General information
- Type: Ultralight trike, bicycle and powered parachute
- National origin: Germany
- Manufacturer: Parazoom
- Status: In production (2013)

= Parazoom Trio-Star Delta =

German ultralight aircraft

The Parazoom Trio-Star Delta is a German ultralight trike, bicycle and powered parachute, designed and produced by Parazoom of Rheine. The aircraft is supplied as a complete ready-to-fly-aircraft.

==Design and development==
The Trio-Star was designed to comply with the Fédération Aéronautique Internationale microlight category, including the category's maximum gross weight of 450 kg. It features a Bautek Pico cable-braced hang glider-style high-wing, weight-shift controls, a single-seat open cockpit without a cockpit fairing, adjustable tricycle landing gear and a single engine in pusher configuration. It can also be equipped with a paraglider wing or ridden as a bicycle, with the appropriate options fitted.

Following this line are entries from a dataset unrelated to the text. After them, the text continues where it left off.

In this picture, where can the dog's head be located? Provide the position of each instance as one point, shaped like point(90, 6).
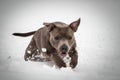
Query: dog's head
point(62, 36)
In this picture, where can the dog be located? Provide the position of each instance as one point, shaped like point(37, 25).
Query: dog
point(53, 42)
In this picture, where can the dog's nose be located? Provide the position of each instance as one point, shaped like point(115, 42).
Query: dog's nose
point(64, 48)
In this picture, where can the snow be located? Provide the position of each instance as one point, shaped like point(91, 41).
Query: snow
point(97, 39)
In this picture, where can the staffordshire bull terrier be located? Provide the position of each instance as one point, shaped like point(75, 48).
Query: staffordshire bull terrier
point(53, 42)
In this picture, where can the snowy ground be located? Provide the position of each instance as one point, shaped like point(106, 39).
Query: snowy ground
point(98, 39)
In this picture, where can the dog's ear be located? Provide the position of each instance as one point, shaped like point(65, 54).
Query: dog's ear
point(50, 26)
point(74, 25)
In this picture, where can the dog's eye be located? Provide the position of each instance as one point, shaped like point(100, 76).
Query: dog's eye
point(57, 38)
point(69, 37)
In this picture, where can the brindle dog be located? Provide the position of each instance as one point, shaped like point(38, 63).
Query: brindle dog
point(53, 42)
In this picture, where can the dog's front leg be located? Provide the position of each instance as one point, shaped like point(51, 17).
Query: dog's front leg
point(58, 61)
point(31, 51)
point(74, 58)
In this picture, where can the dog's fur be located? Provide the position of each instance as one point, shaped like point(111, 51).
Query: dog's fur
point(53, 37)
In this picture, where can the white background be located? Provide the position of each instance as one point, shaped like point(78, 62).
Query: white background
point(98, 38)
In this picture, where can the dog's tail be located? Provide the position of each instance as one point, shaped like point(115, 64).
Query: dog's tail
point(24, 34)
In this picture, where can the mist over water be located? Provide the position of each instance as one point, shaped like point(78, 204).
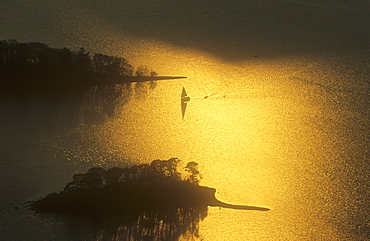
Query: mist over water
point(284, 124)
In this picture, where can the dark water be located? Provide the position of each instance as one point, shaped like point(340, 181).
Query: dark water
point(285, 124)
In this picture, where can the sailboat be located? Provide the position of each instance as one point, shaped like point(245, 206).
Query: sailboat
point(184, 101)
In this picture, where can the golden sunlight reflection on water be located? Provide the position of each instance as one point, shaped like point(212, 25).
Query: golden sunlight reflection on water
point(260, 137)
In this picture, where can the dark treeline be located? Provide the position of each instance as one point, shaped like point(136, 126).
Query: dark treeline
point(35, 68)
point(40, 55)
point(157, 201)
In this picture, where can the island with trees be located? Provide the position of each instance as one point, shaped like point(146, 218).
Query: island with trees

The aircraft is made from welded steel tubing, in its "Delta" configuration it is fitting with a double surface hang glider wing covered in Dacron sailcloth. The 9.7 m span wing is supported by a single tube-type kingpost and uses an "A" frame weight-shift control bar. The powerplant is a V twin-cylinder, air-cooled, four-stroke 33 hp Briggs & Stratton Vanguard engine. The landing gear has an adjustable track width, depending on the application and wing used. The aircraft has an empty weight of 91 kg and carries a full fuel load of 15 L.